Some years ago, someone advised me that I had a problem with forgiveness that I ought to take a look at. I realized, when I really looked at it, that I really didn’t know exactly what the word meant. I started reading books, essays—everyone seemed to have a different understanding of what it meant...
In the NT, the Greek word most often translated as forgiveness is aphiemi, which means to let go, to release, to set free—in other Greek writings, it can even mean divorce. apoluo is the word next most often rendered as forgiveness, and has similar meanings, with the added connotation of “throwing forth” (and is, in context, also translated as “divorce” ).
So, to pick one word, forgiveness means to release. Release of enmity, say. Letting go of anger, or a grudge, or your right to “get even.” Reconciliation is a whole other matter, and may or may not be desirable or possible. Whether or not the forgiveness is communicated, and whether it is wise to do so, is also another question.
Forgiveness may really have little to do with the other person at all. Suppose, for example, that someone says they forgive you for something about which, upon honest examination, you do not judge yourself guilty, or in need of forgiveness, at all. It still may be a “releasing” that is necessary for that person’s well-being. So, perhaps you just let it be.
But if forgiveness is release of attitudes that cause destructive inner turmoil, it is certainly rational to “let it go.” In Buddhist jargon, the “first noble truth” is that in life there is anguish (suffering). The “second noble truth” is that anguish is ultimately caused by clinging, clutching, grasping. The “third noble truth” is that there is a way to escape anguish. The “fourth noble truth” is that the way to escape anguish is following the eightfold path—which is too many “folds” for me to ever keep track of. But, if forgiveness means exactly the opposite of clinging/clutching/grasping, then the radicality of the Christian concept certainly has a kind of “Zen” ring to it.
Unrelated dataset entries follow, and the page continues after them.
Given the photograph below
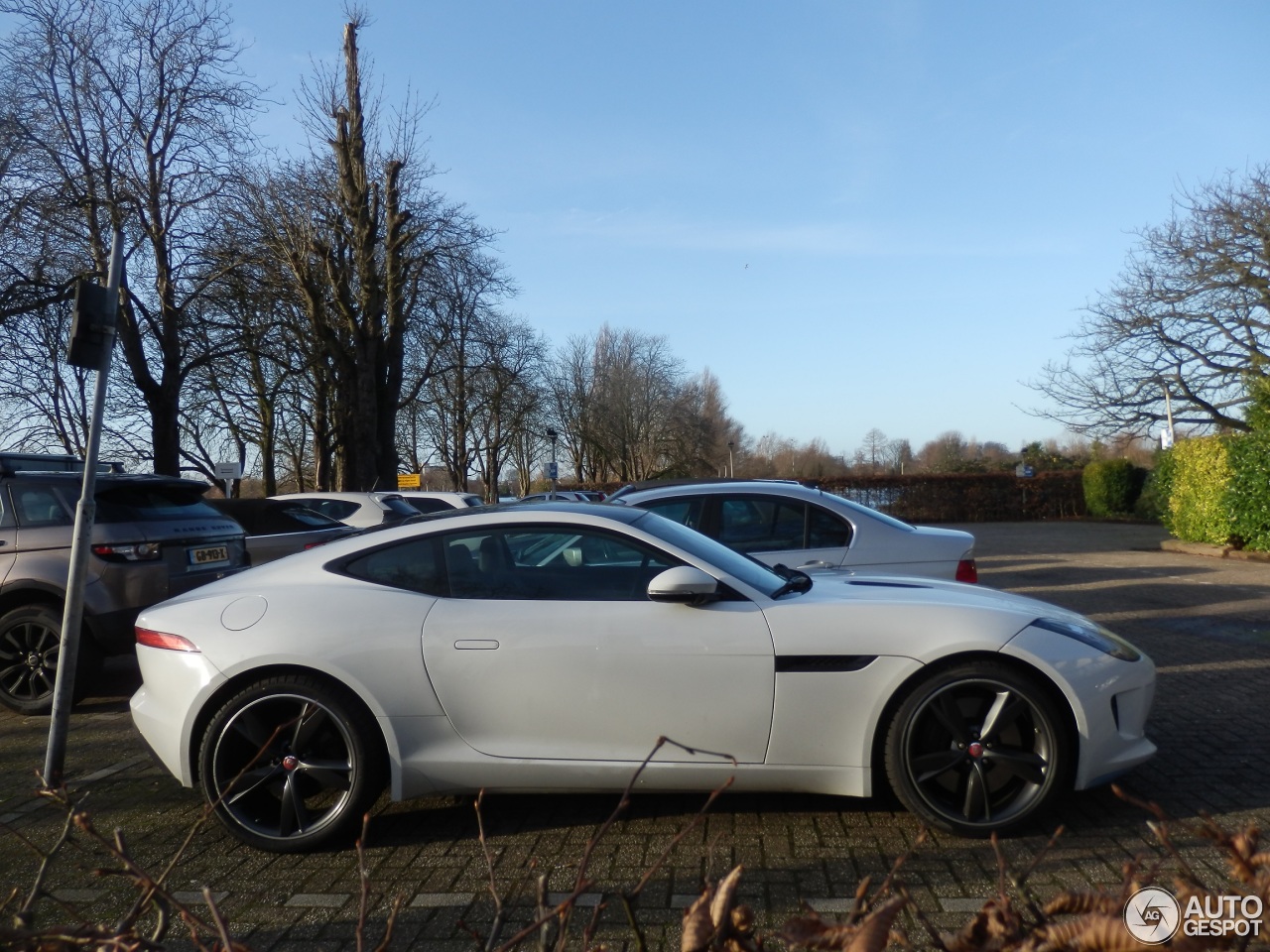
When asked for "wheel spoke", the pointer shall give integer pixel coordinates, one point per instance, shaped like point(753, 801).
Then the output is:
point(975, 806)
point(988, 728)
point(250, 780)
point(294, 816)
point(254, 731)
point(1021, 763)
point(330, 774)
point(928, 767)
point(949, 715)
point(310, 721)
From that perspective (which is mine), the discipline of forgiveness is the discipline of letting go of whatever it is you clutch at (or that seems to clutch at you) that causes anguish—and may lead you to think that you can escape from that anguish by imposing it on someone else. Jesus’ message (in part)—and the Buddha’s too (in part)—was that God (or the Tao or the universe, in the Buddhist view) does not cling to your errors and failures (moral or otherwise: the real, literal meaning of the word “sin” ), nor insist that you do either.
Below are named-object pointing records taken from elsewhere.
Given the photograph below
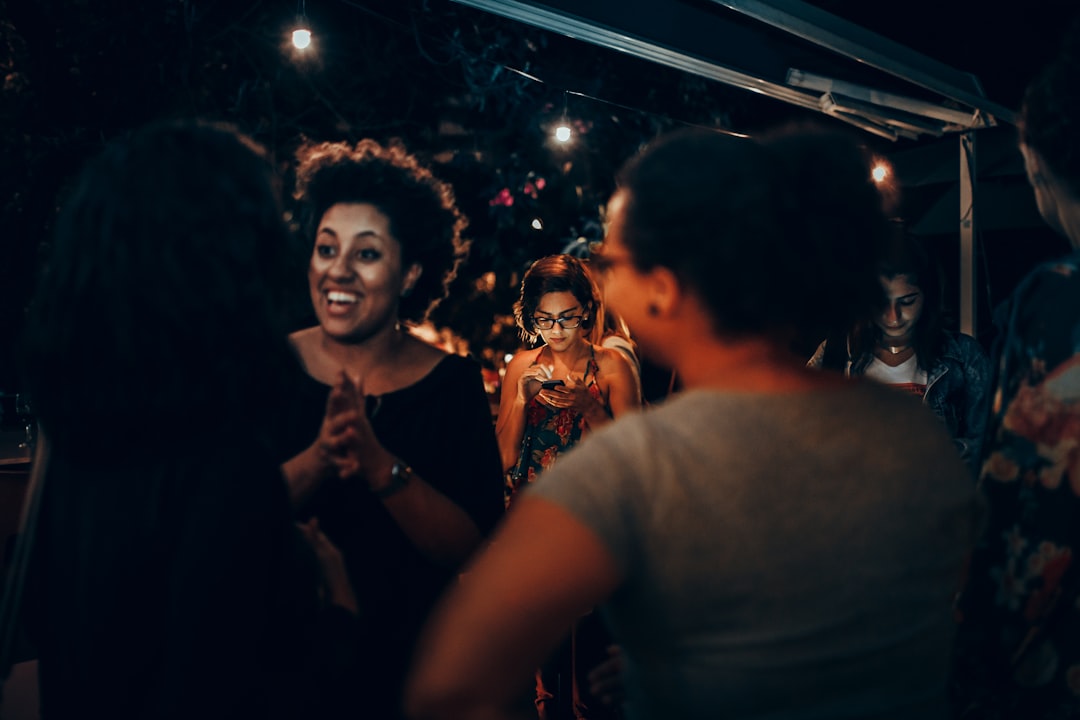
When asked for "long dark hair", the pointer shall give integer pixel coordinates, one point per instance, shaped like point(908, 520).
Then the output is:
point(905, 254)
point(156, 317)
point(555, 273)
The discipline of forgiveness does not mean that I will not protect myself, or those in my care, from the actions of others. It simply means that I will not participate in the cycle of anguish (which I call the “soap opera” ), my own or another’s—neither to make another’s my own, nor to lay my own on another, nor to insist to myself that I cling to my own. Ivanhoe knows as well as anyone that my discipline is not perfect. As Ivanhoe also knows, sinking into the anguish of despair at failure is, in a sense, the worse sin: because it keeps you in the cycle. Perfectionism is, in either Christian or Buddhist terms, a kind of “faithlessness.”
So, for me, based on my understanding of the term, forgiveness is eminently rational—passivity or response in the face of another’s actions, or maintaining a relationship despite another’actions, are totally different matters.